Bagi saya, yang menarik dari orasi Aan Anshori yang berjudul "Membaca Gus Dur dengan Tafsir Lain" itu adalah bahwa Gus Dur, sosok yang pernah menduduki jabatan presiden itu (meski hanya singgah) adalah sosok wali. Membaca pemikiran K.H. Abdurrahman Wahid, tidak hanya bisa dibaca dari kacamata sosial yang rasional dan empiris, serta positivistik. Karena, pemikiran Gus Dur berkelindan dengan laku kehidupan dengan diliputi kejadian suprarasional.

Ternyata, kewalian seseorang itu bisa diretas. Bagi saya yang masih awam ini tentu saja perkara yang bagi saya adalah absurd, namun menjadi tampak nyata karena argumen dasar yang dilontarkan aktivis gusdurian Jombang itu.

Sebelumnya, mari kita telisik terlebih dahulu definisi wali Tuhan. Saya mengutip dari laman NU Online, jika rasul itu bersifat ma'shum atau terjaga dari kemaksiatan. Maka wali bersifat mahfudz yang artinya selalu dalam penjagaan Allah baik dalam taat maupun khilaf.

Kewalian itu ada yang bersifat sirri (tersembunyi), ada juga yang bersifat jahri (terang-terangan, jelas). Berdasarkan pendapat dari Ibnu Athaillah, Allah menyatakan sebagian wali-Nya, dan menyembunyikan sebagian wali-Nya di dalam masyarakat tanpa diketahui seseorang. Lantas, bagaimana kita mampu mendeteksi seorang wali atau bukan, pasalnya wali juga manusia biasa yang hidup berdampingan dengan manusia lainnya?

Di dalam kitab Syarhul Hikam karya Syekh Ibnu Abbas juz II halaman 2, mencantumkan keterangan Guru dari Ibnu Athaillah, Syekh Abul Abbas Al Mursi pernah mengatakan "Mengenal wali lebih sulit dari mengenal Allah. Allah dapat dikenali dengan kesempurnaan dan keindahan-Nya. Tetapi, mengenal wali lebih sulit karena wali sama seperti manusia biasa. Karena ia makan sebagaimana kita makan, ia juga minum sebagaimana kita minum.

Kemudian, Ibnu Athaillah berkata di Lathaiful Minan, "Jikalau Allah menghendakimu kenal dengan salah satu wali-Nya, maka Allah akan melipat unsur manusiawinya di matamu, dan Allah memperlihatkanmu keistimewaannya."

Gus Aan, begitu sapaan akrab Aan Anshori, mengatakan Gus Dur ini memiliki ciri kewalian yang jahri. Alasannya sangat sederhana sekali, yaitu karena banyaknya orang yang mengunjunginya pasca wafat. Bahkan Gus Dur yang telah terkubur itu bisa menghidupi manusia yang hidup. Menurut saya ini fenomena extra ordinary.

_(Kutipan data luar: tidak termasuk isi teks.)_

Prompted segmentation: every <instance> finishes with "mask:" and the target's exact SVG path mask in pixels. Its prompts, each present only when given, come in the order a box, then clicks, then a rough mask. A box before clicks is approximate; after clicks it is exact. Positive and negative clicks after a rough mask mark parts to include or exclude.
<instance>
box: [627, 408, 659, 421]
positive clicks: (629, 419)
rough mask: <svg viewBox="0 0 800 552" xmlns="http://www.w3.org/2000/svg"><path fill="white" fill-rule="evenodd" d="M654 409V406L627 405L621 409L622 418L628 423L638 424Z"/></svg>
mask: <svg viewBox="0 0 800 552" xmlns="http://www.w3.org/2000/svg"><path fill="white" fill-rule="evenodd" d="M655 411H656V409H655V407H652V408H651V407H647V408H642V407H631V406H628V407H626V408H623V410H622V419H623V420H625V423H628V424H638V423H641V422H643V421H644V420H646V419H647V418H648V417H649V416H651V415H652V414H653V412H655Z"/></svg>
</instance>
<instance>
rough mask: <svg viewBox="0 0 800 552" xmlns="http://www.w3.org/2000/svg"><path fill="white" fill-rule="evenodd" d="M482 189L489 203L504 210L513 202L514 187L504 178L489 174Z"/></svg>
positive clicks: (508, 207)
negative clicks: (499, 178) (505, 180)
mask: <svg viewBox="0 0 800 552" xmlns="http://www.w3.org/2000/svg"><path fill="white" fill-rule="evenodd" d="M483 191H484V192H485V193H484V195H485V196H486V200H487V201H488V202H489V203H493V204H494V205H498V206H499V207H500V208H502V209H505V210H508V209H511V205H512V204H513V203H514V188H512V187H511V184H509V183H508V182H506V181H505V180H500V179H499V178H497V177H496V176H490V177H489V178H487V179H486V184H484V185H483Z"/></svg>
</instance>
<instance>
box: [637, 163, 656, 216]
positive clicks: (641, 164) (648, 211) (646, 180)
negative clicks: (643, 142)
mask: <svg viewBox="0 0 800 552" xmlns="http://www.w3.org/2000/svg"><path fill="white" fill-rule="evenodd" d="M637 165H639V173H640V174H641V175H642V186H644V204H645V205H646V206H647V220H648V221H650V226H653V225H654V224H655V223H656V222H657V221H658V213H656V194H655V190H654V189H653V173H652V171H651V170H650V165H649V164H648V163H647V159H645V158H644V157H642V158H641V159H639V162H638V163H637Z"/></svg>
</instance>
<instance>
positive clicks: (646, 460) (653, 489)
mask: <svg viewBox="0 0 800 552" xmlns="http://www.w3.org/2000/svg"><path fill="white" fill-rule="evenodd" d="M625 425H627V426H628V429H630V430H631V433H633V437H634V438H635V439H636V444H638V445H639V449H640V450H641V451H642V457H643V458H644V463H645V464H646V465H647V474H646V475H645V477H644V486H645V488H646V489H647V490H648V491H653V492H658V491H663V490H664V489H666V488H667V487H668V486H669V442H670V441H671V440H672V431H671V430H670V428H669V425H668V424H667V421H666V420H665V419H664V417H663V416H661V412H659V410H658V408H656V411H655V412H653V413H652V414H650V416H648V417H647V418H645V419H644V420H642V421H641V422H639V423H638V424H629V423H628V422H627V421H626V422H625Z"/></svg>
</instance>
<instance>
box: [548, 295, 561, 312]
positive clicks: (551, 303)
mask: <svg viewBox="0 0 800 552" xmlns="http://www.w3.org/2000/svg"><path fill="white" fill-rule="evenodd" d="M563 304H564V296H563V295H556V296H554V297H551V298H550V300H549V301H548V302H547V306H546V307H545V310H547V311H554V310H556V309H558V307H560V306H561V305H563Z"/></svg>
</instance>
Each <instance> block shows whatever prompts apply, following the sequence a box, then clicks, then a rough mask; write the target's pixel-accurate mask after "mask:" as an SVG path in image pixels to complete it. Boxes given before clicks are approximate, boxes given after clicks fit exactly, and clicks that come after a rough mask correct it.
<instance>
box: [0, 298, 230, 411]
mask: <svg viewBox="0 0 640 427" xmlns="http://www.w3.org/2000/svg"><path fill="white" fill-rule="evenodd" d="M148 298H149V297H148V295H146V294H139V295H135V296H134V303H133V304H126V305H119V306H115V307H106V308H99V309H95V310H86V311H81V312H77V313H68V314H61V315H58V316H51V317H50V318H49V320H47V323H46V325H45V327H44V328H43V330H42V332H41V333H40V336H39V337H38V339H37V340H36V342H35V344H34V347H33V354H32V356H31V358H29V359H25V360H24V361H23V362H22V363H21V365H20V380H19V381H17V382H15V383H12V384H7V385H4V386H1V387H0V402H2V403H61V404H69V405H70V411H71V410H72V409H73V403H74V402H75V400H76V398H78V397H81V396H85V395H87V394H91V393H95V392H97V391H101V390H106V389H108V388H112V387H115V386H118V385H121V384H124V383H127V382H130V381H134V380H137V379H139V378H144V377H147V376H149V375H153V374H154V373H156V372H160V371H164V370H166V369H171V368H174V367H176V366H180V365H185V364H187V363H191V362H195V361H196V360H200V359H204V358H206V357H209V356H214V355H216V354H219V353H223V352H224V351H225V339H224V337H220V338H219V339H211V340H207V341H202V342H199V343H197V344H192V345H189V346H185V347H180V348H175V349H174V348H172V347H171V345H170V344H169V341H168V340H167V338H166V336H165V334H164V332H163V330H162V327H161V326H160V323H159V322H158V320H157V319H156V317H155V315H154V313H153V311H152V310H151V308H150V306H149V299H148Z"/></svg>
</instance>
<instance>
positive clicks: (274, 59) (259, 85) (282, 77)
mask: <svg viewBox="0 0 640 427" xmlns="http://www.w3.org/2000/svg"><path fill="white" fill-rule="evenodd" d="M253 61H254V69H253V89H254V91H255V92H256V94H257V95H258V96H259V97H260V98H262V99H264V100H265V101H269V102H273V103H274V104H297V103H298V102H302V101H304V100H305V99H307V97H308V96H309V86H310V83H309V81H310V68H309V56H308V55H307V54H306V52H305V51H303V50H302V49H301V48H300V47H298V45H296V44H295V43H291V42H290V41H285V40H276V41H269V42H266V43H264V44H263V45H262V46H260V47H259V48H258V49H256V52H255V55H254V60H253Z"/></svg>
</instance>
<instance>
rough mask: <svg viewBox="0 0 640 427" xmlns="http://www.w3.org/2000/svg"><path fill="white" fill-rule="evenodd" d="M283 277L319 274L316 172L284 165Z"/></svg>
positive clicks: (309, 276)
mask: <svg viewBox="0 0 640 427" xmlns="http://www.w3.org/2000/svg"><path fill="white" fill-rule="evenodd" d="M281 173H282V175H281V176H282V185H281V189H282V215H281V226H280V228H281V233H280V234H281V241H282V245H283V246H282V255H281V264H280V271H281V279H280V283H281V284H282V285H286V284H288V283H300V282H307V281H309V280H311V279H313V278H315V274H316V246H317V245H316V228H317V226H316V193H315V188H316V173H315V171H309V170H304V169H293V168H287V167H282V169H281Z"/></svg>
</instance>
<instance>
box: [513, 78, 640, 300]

Sekitar 250 juta setiap bulan dihasilkan dari makam Gus Dur. Dana itu digunakan untuk menghidupi jutaan umat, disumbangkan, disedekahkan untuk kemanusiaan. Bayangkan, orang mati bisa menghidupi orang yang hidup. Apa sebutannya kalau bukan wali? Saya saja yang masih hidup, menghidupi diri sendiri saja susah.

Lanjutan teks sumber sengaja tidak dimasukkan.